Technology is supposed to make things better. Lately it seems as though, almost day by day, the tools and systems that surround us are growing more complex and less useful. Here is an example.
The mobile phone on my desk at work flashes a notification about once a week. “Update Apple ID Settings,” the notification advises me, because “some account services will not be available until you sign in again.” I click continue and a new screen appears, entitled “Apple ID for your organization.” The screen instructs me to continue to a web address where I may sign in to my account. I tap the screen to activate a large blue button labeled “Continue,” and a browser page showing my workplace’s login screen appears. I enter my password–encrypted and saved on the phone, thankfully–and a new screen appears presenting me with the option to verify my identity through a phone call or a text message. I select phone call, because I am unable to receive text messages on this phone. If I did happen to select text verification, here is what would happen: the screen would change again, displaying a message over a set of floating periods indicating that the verification server is awaiting my confirmation text message. Nothing would happen, however, and I would need to begin the process again.

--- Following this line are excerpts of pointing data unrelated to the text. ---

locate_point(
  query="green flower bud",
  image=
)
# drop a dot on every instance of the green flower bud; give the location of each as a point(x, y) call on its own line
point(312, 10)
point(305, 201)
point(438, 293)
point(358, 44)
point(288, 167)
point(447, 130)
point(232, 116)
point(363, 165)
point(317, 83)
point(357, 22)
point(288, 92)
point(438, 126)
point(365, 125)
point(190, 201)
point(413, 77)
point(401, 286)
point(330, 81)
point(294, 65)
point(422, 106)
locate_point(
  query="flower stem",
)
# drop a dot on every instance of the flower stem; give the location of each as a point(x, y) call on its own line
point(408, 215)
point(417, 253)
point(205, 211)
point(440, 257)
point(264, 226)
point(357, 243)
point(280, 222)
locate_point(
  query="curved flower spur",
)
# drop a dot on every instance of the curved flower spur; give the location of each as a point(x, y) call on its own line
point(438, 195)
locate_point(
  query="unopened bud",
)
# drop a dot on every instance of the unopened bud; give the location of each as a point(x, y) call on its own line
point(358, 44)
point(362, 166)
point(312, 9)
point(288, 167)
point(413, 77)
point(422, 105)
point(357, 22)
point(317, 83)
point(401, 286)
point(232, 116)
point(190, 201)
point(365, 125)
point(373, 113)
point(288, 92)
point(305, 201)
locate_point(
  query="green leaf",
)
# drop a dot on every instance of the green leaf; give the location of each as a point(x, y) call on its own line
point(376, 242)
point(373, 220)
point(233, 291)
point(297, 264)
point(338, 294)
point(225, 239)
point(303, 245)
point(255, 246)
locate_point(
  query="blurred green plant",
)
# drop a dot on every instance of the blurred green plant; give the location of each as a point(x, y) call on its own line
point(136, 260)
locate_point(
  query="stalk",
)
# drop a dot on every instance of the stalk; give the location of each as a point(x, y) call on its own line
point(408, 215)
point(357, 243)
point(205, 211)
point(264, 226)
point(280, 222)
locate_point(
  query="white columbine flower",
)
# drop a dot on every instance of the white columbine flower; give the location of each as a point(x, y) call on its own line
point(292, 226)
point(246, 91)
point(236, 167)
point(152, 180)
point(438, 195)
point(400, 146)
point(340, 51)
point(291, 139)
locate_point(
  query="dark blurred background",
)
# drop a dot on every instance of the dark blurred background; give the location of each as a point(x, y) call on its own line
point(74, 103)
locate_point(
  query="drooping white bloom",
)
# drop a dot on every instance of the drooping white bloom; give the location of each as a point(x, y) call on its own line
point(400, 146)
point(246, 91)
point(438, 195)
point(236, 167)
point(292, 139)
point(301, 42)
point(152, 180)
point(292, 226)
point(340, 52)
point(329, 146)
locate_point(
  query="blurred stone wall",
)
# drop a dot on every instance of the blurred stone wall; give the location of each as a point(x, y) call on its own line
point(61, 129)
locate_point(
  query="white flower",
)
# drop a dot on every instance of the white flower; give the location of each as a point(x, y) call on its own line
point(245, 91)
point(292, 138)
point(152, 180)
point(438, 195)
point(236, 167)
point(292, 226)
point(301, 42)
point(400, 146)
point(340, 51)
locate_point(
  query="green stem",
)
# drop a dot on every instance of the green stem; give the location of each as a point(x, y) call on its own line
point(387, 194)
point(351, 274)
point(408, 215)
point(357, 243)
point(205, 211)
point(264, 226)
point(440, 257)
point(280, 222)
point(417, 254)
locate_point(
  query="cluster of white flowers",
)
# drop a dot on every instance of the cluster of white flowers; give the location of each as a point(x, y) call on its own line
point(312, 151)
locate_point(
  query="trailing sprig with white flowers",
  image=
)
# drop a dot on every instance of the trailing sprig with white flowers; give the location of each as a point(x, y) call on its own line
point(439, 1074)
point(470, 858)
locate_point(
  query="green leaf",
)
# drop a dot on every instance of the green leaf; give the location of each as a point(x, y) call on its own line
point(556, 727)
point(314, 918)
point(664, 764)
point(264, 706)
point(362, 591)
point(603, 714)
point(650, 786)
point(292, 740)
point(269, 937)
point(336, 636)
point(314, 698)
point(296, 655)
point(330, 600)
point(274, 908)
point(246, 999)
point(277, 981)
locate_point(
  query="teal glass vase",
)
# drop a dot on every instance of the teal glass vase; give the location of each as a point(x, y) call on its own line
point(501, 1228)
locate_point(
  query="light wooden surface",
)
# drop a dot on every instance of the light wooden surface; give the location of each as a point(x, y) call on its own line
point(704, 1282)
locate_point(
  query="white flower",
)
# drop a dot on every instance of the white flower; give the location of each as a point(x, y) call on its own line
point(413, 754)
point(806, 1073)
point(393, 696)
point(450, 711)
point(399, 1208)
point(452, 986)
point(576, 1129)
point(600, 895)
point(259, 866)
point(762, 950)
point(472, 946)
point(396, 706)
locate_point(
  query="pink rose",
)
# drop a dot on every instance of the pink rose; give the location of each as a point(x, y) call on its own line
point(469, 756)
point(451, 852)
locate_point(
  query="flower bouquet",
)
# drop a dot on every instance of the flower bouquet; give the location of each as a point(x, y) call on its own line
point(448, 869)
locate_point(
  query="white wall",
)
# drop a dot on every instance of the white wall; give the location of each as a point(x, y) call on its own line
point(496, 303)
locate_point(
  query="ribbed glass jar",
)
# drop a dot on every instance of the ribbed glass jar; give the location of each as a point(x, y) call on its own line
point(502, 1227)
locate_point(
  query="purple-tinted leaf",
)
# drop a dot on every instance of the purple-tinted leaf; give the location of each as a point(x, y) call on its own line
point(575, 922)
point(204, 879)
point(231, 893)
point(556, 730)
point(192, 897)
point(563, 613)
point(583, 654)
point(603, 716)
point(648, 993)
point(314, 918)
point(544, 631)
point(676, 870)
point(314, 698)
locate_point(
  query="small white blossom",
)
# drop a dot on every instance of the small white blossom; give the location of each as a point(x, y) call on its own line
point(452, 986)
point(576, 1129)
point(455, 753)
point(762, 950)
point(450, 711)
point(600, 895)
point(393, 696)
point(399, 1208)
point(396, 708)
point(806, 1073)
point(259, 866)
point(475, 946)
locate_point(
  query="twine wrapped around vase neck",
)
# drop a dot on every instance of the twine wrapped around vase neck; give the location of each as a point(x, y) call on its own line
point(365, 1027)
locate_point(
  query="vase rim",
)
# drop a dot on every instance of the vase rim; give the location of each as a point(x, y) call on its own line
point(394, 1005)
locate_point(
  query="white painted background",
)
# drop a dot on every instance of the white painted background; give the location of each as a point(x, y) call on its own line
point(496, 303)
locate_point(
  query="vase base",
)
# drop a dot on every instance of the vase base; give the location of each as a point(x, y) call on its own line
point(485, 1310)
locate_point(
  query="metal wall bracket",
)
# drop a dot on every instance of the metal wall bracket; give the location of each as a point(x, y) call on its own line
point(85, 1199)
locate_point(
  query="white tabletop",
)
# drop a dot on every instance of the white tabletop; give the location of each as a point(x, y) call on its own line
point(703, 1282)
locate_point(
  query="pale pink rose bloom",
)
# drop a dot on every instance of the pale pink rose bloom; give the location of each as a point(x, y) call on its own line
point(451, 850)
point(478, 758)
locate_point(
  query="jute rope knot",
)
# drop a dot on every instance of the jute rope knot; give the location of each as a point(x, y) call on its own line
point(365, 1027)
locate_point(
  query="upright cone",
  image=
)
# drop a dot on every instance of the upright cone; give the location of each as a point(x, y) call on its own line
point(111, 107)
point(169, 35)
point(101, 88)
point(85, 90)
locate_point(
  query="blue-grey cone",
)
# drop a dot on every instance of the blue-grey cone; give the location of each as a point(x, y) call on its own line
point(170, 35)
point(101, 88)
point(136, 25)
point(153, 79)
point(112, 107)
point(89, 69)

A moment after selecting phone verification, the phone rings. I answer and an automated voice speaks:
“This is the Microsoft sign-in verification system,” the voice says. “If you are trying to sign in, press the pound key.”
I tap the small window at the top of the screen representing the call in progress. This leads to another screen, where I must tap the “Handset” area to open a virtual representation of an old phone handset. I then tap the area of the glass screen corresponding to the pound key.
“Your sign-in was successfully verified,” the voice responds. “Good-bye.” The blazing red notification bubble will never disappear until I take this action.
The entire interaction takes less than thirty seconds. It is irritating in the moment, but the process is easy enough that I don’t have to think much about it once I get started. If I refused to do so, however, after a while the software on my phone would stop working. First, I would lose the features furthest from the core of the phone. Apps that change often–productivity apps like Excel or OneNote, for example–would be first to go, blocked by a verification server requiring the newest version to operate. Next, I might start to lose access to some of the manufacturer’s frequently-updated software, like Maps and Photos. Finally, given enough time and system updates, even the most basic features like mail and text messages, and then the phone itself, would stop working, rendering the $1,000 computer less useful than a concrete block until I completed the ritual of verification.